2007-12-23 08:30:52 · 4 answers · asked by Anonymous in Science & Mathematics Biology

4 answers

Yes it is photosynthesis. Photosynthesis of vitamin D in the skin is how it is referred to in all journal articles.
http://www.ncbi.nlm.nih.gov/sites/entrez?db=pubmed&uid=3030826&cmd=showdetailview&indexed=google
http://www.photobiology.com/reviews/previtamin/index.html
"The skin has been recognized as the site for the sun-mediated photosynthesis of vitamin D3 until recently, however, very little was known about either the sequence of events leading to the formation of vitamin D3 in human skin or the factors that regulate the synthesis of this hormone."
http://www.nature.com/jid/journal/v77/n1/abs/5615643a.html
Melanin reaction is an energy synthesis in fungi
http://en.wikipedia.org/wiki/Radiotrophic_fungus
Dr Dadachova of Albert Einstein College of Medicine says "It's pure speculation but not outside the realm of possibility that melanin could be providing energy to skin cells..."
http://www.treehugger.com/files/2007/05/radiation-loving_shrooms.php

Photoelectrochemical properties of melanin
"Melanin is to the animal kingdom like chlorophyll to the vegetal kingdom. Melanin collects energy from lower-energy radiation sources, kicks electrons into excited states, initiating a process that would end up producing chemical energy, similar to the way in which photosynthesis supplies energy to plants. However, the precise roles of melanin during this process are unknown. Here we show that the increase in the electron-transfer properties of melanin is independent of the energy of the incident photons. We found in controlled in vivo assays that melanin has the remarkable capability of converting lower-energy radiation towards a more useful form of energy." Quoted from Dr Arturo Solis-Herrera's prepublication document.
Artificial photosynthesis is studying melanin as a basis for structure-function-relationships in photoconductivety.
http://books.google.com/books?id=-3ZJb4ft4G0C&pg=PA58&lpg=PA58&dq=photosynthesis+melanin&source=web&ots=SC2dXEAG9Y&sig=HhcuU46-IrSJN9XOCplhesCRKNs#PPA57,M1

Photobiology & photochemistry is a research field looking at the interactions of light and organisms. This can cover more than synthesis as bioluminescence, photoperiodism, photomorphology, and vision also come under this field.
American Society for Photobiology
http://www.pol-us.net/ASP_Home/index.html
http://www.pol-us.net/
http://www.blackwellpublishing.com/journal.asp?ref=0031-8655

2007-12-23 09:23:11 · answer #1 · answered by gardengallivant 7 · 0 0

The term photosynthesis is reserved for those organisms using excited photons to create chemical energy in the form of ATP. It is a specific biochemical pathway. Although you are correct that we can derive certain vitamins from sunlight, these are considered cofactors and not high energy molecules like ATP.

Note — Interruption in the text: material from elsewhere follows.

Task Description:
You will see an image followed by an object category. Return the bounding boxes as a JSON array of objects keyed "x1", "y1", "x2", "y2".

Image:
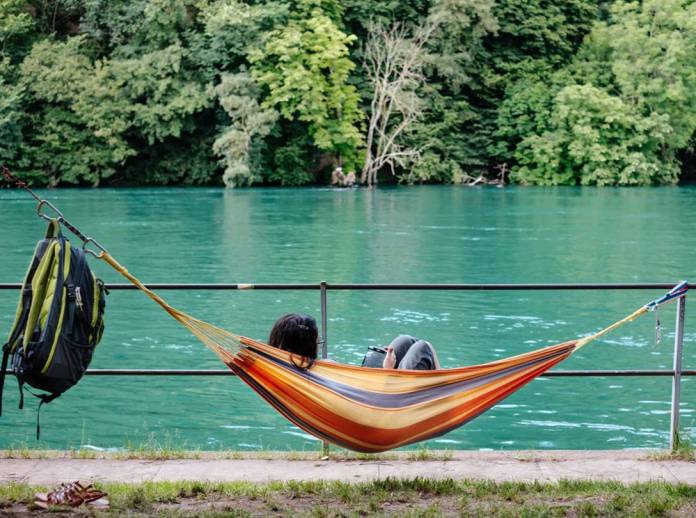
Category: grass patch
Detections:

2007-12-23 09:09:29 · answer #2 · answered by Anonymous · 0 1

Despite gardengallivant's obvious expertise in botany, mammals don't derive energy from light. As was mentioned elsewhere, ATP production, the creation of usable energy for metabolism, is only gotten at for mammals through digestion.

You have to look deeper at what 'Chemical energy' means. Although not all plants are photosynthetic, all mammals are heterotrophic.

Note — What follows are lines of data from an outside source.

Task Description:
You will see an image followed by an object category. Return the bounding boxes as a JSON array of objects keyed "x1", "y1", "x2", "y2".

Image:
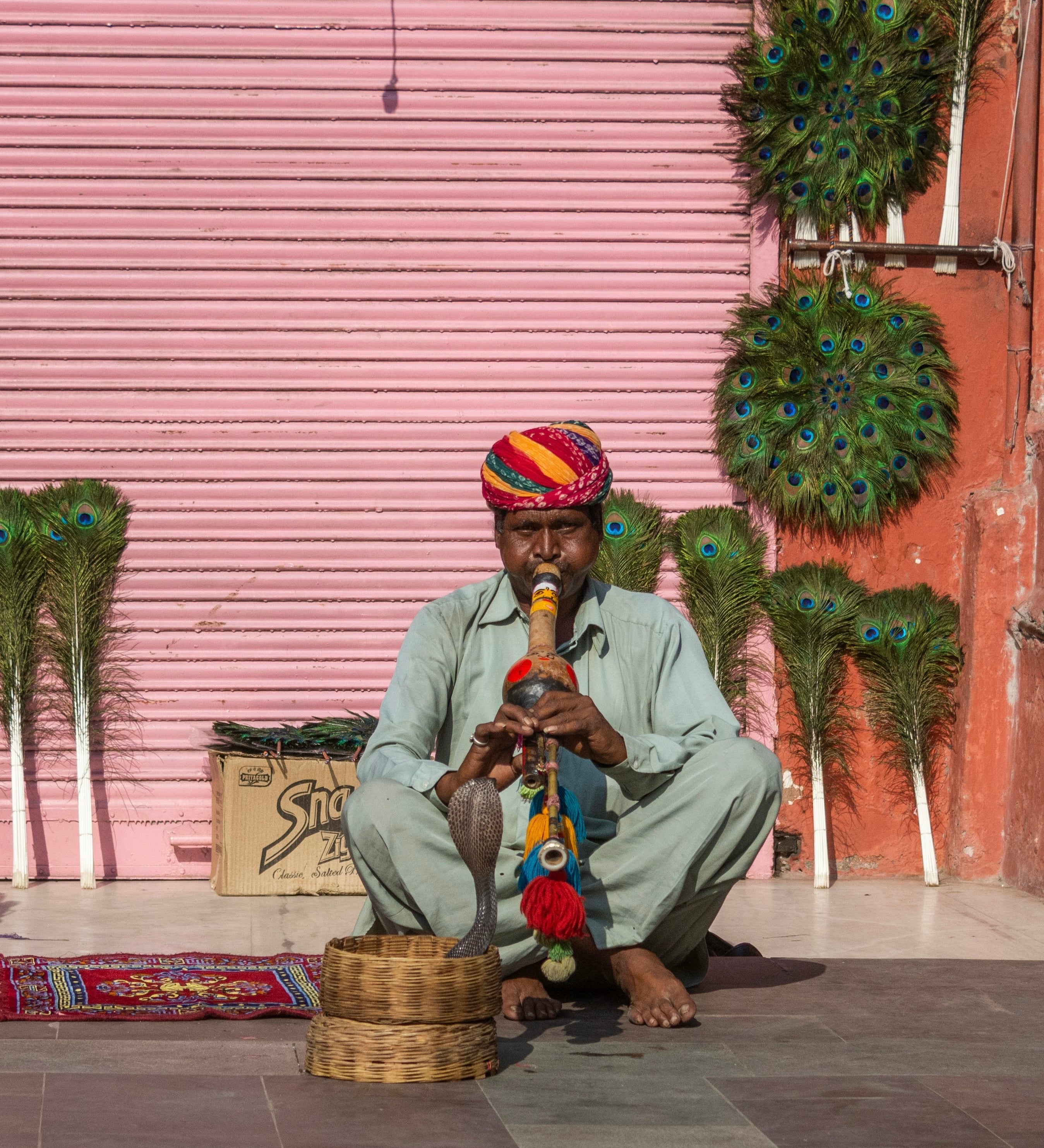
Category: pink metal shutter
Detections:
[{"x1": 0, "y1": 0, "x2": 749, "y2": 877}]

2007-12-23 10:37:54 · answer #3 · answered by benthic_man 6 · 2 0

It relies upon one the way you're relating the be conscious. it fairly is the authentic definitions of the be conscious. you settle on. a million A multicellular organism of the dominion Animalia, differing from vegetation specially ordinary features including ability for locomotion, nonphotosynthetic metabolism, suggested reaction to stimuli, limited growth, and caught actual shape. 2 An animal organism different than a human, fairly a mammal. 3 a guy or woman who behaves in a bestial or brutish way. 4 A human seen with appreciate to his or her actual, as adversarial to religious, nature. 5 a guy or woman having a exact flair or set of pastimes: “that rarest of musical animals, an instrumentalist who's as comfortable on a podium with a stick as he's enjoying his device”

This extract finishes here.